We’ve talked before about the best bed for back sleepers, so make sure to check out that article if you want to get a clearer picture.
Try Using Some Extra Pillows
Surrounding yourself with pillows will put your body in a position where it will be more challenging to shift unconsciously during the night. If you don’t have too much trouble falling asleep on your back but find yourself waking up on your side or stomach, this could be the solution to your problems.
Having a pillow on each side of your torso and one underneath your knees, along with the one elevating your head should do the trick. It might feel a bit uncomfortable at first, but you’ll get used to it quickly. Also make sure to have a conversation about this with your partner first, because all those pillows are going to take a whole lot of mattress real-estate.
Keep Your Head Elevated
While we’re on the subject of extra pillows, another thing you should always remember is to keep your head above your torso. This means having your neck adequately supported as well; otherwise your spine will go out of alignment and you’ll experience neck pain. A bed for neck pain would be perfect for this, but if you don’t have one, a firm pillow under your shoulders and neck should be fine.

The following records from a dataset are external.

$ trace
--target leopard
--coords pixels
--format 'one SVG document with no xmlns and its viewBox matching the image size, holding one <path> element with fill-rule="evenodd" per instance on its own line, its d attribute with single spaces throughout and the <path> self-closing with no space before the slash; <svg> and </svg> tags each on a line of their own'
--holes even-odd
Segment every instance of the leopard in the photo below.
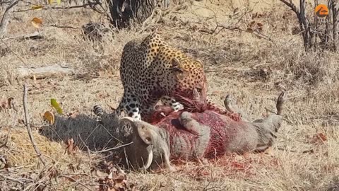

Should I try sleeping without a pillow?
Pillows are supposed to keep your spine neutral during the night. They promote good posture by aligning your neck with the rest of your body. If you’re trying to sleep on your back more, a pillow is also going to help elevate your head and ward off acid reflux.
We do not recommend sleeping without a pillow if you intend to spend most of the night on your back. If you’re a stomach sleeper, however, you might get some benefits from ditching your pillow.
How high should my pillow be?
If you intend to be a back sleeper, your pillow should support the natural alignment of your spine while lying on your back. This means you should have an adequate level of support under your shoulders, neck, and head. You shouldn’t rest your shoulders on the pillow but push it as close as possible to your shoulders so that your neck is supported.
The height of your pillow should be lower compared to sleeping on your side. If you’ve been having trouble falling asleep on your back, a pillow that’s too high might have been the reason.
Sleeping on your back isn’t going to solve all your life’s problems, but it may be useful for you to try. The fact that you’ve come this far in this article suggests that you’ve been having some issues with sleeping and you’d like to make some changes.
If you’re suffering from chronic pain, or other sleep-related problems, changing your position could help. On the other hand, if you have trouble breathing during the night, or you are a heavy snorer, this might not be the way to go for you.
In case you do decide to try sleeping on your back for a while, make sure to have the proper mattress and the right pillow for the job. If you put your spine out of alignment with a pillow that’s too high or a bed that’s too soft, all of your efforts will go to waste. Finally, remember to stay persistent and good luck!